Il y a quelque chose de presque rituel dans ces grandes négociations économiques. On s’installe autour d’une table, les chiffres s’accumulent dans des tableurs, et très vite, deux camps se forment. D’un côté, ceux qui voient dans toute réforme une main étrangère posée sur la souveraineté nationale. De l’autre, des techniciens convaincus que les équations suffisent à gouverner les peuples. Entre ces deux postures, des millions de personnes vivent, travaillent, élèvent leurs enfants et espèrent. C’est pour elles, au fond, que la question se pose vraiment : un programme ne réussit que lorsqu’il est économiquement crédible, politiquement soutenable et socialement accepté.
Un signal fort pour une nouvelle ère de responsabilité

Le Gabon se trouve aujourd’hui à un moment charnière. Pas seulement sur le plan institutionnel, mais dans le rapport que le pays entretient avec lui-même, avec sa gestion, avec l’idée qu’il se fait de son avenir. Envoyer un signal crédible, ce n’est pas plier devant une injonction extérieure. C’est choisir, en tant que nation, de ne plus laisser le prix du baril décider à la place des dirigeants. Cela passe par des recettes fiscales plus robustes, une administration modernisée, et la fin de ces exonérations qui profitent rarement à ceux qui en auraient le plus besoin.
Mais soyons honnêtes : les recettes ne font pas tout. Ce qui compte autant, c’est ce qu’on fait de l’argent public. Chaque franc dépensé est un choix. Financer une route qui désenclave une région, une école qui ouvre des horizons, une centrale qui alimente des entreprises comme le fait le gouvernement actuellement; voilà ce qui crée de la richesse durable. À l’inverse, entretenir des dépenses inefficaces, c’est hypothéquer demain pour des apparences d’aujourd’hui.

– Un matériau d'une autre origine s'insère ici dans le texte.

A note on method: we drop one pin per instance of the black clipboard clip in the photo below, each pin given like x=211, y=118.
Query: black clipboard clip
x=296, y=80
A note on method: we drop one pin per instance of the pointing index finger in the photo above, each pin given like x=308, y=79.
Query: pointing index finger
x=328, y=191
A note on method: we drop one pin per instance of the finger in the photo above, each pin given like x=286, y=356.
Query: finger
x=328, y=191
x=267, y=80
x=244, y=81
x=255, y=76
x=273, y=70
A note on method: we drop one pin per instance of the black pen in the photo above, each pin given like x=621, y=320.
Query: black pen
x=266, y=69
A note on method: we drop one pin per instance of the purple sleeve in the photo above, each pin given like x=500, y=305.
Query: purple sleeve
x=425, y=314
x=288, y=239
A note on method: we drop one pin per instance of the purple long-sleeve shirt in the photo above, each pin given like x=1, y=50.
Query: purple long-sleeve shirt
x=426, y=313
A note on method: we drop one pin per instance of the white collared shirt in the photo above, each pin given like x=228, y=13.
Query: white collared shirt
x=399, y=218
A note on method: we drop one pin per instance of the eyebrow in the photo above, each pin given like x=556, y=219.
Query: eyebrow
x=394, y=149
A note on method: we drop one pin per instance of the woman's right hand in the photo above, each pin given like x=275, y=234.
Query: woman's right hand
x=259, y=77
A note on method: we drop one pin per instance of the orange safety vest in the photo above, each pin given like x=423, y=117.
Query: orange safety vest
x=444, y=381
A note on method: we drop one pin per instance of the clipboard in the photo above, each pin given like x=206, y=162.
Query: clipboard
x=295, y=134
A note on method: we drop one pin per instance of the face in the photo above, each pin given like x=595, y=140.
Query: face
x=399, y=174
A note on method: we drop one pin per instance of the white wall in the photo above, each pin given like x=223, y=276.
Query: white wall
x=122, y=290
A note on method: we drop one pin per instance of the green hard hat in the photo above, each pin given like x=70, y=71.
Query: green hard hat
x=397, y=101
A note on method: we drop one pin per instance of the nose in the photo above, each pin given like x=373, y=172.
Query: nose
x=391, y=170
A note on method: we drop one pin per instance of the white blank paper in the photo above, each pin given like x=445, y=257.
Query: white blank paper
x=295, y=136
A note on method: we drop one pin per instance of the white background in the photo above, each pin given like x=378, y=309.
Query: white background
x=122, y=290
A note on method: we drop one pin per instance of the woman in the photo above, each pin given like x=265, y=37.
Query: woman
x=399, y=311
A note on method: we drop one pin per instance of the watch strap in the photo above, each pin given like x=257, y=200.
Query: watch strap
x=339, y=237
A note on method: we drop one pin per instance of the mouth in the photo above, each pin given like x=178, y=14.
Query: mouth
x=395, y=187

Les entreprises publiques au cœur de la transformation

Parlons aussi des entreprises publiques, sans détour. Elles incarnent, dans bien des cas, le meilleur et le pire de l’État : stratégiques sur le papier, parfois opaques dans les faits. Les réformer ne signifie pas les brader ni les affaiblir. Cela signifie leur imposer ce qu’on attendrait de n’importe quel acteur sérieux : de la transparence, une gestion rigoureuse, des résultats. Ce n’est pas une question d’idéologie. C’est une question de respect envers les citoyens qui les financent.

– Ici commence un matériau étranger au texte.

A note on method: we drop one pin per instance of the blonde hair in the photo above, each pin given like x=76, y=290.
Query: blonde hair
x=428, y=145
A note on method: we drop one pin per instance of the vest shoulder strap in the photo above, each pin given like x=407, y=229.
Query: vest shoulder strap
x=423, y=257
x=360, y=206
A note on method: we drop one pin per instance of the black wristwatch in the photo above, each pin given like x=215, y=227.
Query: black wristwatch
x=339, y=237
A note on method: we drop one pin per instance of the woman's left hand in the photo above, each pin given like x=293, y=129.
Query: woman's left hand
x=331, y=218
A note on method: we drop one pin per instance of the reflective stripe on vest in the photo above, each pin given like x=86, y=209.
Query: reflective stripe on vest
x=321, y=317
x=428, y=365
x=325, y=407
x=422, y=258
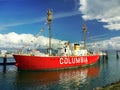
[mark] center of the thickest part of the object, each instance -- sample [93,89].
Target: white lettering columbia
[72,60]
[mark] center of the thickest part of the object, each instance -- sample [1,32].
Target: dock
[5,57]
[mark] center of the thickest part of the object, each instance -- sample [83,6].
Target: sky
[22,20]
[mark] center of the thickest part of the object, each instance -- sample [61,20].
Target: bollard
[5,60]
[117,56]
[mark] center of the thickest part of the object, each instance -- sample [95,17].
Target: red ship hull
[24,62]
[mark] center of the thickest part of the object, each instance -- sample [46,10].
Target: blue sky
[28,16]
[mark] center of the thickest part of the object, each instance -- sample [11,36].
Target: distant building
[3,52]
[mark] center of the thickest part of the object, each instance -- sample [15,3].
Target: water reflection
[63,79]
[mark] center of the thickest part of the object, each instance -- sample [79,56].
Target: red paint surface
[25,62]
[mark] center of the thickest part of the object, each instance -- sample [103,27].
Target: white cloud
[106,11]
[112,43]
[14,40]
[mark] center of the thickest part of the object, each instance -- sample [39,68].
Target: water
[87,78]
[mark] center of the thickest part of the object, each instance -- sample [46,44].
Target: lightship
[64,58]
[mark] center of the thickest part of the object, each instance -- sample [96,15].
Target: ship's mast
[84,31]
[49,20]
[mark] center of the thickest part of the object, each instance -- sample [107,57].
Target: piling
[5,60]
[117,56]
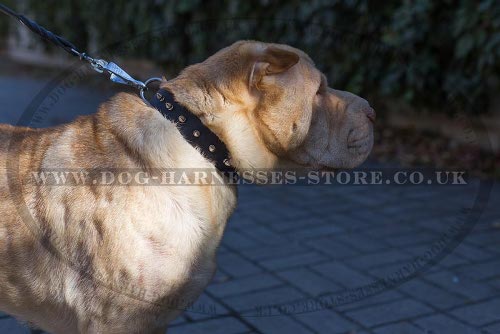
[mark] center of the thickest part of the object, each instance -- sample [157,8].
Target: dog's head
[273,107]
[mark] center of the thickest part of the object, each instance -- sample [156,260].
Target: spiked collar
[194,131]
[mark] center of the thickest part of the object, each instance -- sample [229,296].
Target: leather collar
[194,131]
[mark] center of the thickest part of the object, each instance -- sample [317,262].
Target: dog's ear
[273,60]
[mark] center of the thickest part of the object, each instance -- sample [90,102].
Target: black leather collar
[194,131]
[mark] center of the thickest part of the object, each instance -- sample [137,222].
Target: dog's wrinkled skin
[126,259]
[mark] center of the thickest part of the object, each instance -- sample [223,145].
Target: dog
[128,259]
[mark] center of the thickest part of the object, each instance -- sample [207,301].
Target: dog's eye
[322,86]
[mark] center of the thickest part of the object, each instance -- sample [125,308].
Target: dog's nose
[370,113]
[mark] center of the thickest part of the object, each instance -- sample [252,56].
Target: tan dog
[127,259]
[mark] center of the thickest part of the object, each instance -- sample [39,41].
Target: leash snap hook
[145,87]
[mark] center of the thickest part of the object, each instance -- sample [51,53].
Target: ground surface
[295,245]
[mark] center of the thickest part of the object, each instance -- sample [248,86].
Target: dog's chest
[167,237]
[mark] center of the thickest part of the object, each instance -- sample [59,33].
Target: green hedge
[422,51]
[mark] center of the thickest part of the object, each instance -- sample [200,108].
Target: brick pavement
[290,245]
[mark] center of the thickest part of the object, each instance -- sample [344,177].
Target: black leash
[117,74]
[44,33]
[190,126]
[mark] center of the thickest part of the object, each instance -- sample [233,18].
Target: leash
[116,73]
[190,126]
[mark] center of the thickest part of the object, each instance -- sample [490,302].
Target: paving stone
[236,265]
[326,321]
[264,235]
[479,314]
[342,274]
[404,241]
[389,230]
[492,329]
[332,247]
[244,285]
[481,271]
[276,251]
[205,307]
[443,324]
[264,298]
[225,325]
[432,295]
[313,232]
[361,242]
[380,298]
[394,311]
[278,324]
[306,280]
[399,328]
[473,253]
[236,239]
[379,259]
[460,285]
[293,261]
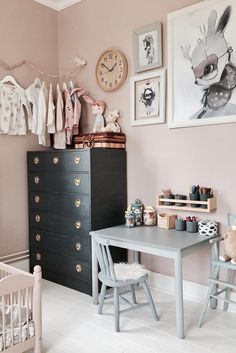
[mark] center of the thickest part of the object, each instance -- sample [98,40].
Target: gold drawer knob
[36,180]
[38,237]
[37,218]
[37,198]
[77,181]
[55,160]
[78,225]
[38,256]
[77,203]
[77,159]
[78,246]
[78,268]
[36,160]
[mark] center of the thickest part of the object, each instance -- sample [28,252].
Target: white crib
[20,310]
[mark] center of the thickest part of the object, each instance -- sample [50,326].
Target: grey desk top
[152,236]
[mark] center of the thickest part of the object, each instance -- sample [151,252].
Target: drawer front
[50,161]
[60,243]
[69,204]
[64,182]
[58,224]
[59,161]
[65,265]
[78,161]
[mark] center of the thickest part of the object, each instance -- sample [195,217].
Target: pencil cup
[192,227]
[180,224]
[205,197]
[180,197]
[194,197]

L’équation sociale : la condition oubliée des réformes

« On ne bâtit pas un pays sur des équilibres comptables. On le bâtit sur des gens qui croient encore que l’effort sera récompensé. »
C’est là que les réformes échouent le plus souvent, non par manque de rigueur technique, mais par manque d’écoute humaine. Une mère qui ne peut plus emmener son enfant à la consultation, un jeune qui quitte l’école faute de moyens, un travailleur qui perd son filet de sécurité du jour au lendemain : ces réalités-là ne figurent dans aucun tableau de bord, mais elles déterminent si une réforme tient ou s’effondre.

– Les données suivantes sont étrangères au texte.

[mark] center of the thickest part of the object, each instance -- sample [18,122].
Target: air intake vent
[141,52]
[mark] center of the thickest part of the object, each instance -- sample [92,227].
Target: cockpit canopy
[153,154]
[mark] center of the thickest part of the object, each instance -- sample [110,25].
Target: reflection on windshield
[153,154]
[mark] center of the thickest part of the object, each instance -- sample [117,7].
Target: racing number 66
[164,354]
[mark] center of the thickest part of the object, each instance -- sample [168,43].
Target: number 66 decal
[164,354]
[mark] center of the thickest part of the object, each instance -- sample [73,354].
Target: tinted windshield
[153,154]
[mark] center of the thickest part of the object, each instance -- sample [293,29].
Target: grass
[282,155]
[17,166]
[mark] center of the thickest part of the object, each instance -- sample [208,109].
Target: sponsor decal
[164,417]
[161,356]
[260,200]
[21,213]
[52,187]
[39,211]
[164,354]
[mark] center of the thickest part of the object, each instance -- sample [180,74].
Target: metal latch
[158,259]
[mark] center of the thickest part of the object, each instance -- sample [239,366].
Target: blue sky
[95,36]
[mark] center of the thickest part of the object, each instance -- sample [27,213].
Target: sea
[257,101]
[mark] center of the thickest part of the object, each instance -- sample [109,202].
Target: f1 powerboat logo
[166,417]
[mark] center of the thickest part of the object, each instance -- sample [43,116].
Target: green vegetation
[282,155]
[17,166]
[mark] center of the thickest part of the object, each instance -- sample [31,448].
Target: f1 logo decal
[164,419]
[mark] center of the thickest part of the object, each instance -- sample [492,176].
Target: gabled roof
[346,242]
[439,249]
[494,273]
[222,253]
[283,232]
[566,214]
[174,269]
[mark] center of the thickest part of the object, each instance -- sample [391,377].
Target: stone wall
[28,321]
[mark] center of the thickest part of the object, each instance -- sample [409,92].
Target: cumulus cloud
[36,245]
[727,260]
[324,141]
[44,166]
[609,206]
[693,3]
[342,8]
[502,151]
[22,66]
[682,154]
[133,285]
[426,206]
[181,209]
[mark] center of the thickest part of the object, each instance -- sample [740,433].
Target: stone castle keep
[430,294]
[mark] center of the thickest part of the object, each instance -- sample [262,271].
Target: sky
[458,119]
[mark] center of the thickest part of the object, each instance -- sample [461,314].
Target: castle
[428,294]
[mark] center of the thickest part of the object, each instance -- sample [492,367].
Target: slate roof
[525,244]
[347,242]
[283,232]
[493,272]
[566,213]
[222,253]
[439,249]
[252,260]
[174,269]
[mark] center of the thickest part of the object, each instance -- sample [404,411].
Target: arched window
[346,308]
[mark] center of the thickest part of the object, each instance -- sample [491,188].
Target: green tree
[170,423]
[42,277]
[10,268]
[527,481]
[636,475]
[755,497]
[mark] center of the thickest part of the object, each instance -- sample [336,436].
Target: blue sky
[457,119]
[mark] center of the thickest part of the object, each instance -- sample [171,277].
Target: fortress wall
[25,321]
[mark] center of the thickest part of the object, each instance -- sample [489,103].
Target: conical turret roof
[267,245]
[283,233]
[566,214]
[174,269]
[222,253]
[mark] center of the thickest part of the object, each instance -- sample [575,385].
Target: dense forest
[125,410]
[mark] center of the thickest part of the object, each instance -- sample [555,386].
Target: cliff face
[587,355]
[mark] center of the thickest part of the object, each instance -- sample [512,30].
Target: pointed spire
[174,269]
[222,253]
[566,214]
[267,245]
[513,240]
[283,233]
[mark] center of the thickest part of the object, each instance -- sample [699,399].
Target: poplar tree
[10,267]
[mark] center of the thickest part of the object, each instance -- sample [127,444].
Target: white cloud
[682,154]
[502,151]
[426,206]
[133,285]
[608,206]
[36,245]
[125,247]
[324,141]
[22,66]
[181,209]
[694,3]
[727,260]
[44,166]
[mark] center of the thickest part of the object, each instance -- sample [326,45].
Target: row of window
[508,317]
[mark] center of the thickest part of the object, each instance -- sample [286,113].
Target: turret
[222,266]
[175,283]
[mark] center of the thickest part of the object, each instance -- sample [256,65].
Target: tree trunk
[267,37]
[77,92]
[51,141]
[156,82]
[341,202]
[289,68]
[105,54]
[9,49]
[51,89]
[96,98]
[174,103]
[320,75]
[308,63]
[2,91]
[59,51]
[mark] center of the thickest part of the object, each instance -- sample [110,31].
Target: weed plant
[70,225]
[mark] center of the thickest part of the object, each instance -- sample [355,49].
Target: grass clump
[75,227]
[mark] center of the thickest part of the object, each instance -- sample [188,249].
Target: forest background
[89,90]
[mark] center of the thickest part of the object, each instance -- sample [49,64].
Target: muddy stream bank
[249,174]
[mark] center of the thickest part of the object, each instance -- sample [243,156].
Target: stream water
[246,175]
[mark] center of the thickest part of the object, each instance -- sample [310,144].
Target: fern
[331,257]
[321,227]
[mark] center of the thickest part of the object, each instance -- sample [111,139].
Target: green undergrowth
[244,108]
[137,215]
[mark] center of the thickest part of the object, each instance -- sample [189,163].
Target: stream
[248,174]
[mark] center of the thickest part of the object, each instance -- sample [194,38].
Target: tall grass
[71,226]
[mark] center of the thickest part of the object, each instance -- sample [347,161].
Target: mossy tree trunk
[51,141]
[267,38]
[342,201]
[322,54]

Préserver les dépenses d’éducation, de santé et de protection sociale n’est pas une concession au populisme. C’est une condition de survie pour tout programme sérieux. Les ajustements douloureux, quand ils sont inévitables, doivent être progressifs, expliqués, accompagnés. Les gens supportent l’effort quand ils comprennent pourquoi et quand ils font confiance à ceux qui le leur demandent.
Le Gabon a des atouts réels : ses ressources, sa position, son potentiel industriel encore largement sous-exploité. Mais ces atouts ne se transformeront pas d’eux-mêmes en prospérité partagée. Cela demande une vision, du courage et une certitude : on ne peut pas transformer l’économie en fracturant la société.
Réformer : un choix souverain, pas une capitulation

Au bout du compte, la réforme n’est pas une punition. Elle n’est pas non plus un cadeau qu’on accepte les yeux fermés. Elle est ce qu’une nation décide d’elle-même lorsqu’elle choisit de prendre son avenir au sérieux. Bien négociée, portée par des femmes et des hommes qui en assument la responsabilité devant leur peuple, elle devient un acte de souveraineté : une façon de dire que le pays est capable de se gouverner avec lucidité, sans sacrifier ceux qui ont le moins à ceux qui attendent le plus.
Réformer, oui. Mais avec les yeux ouverts, les pieds sur terre et le sens de ce qui, vraiment, compte.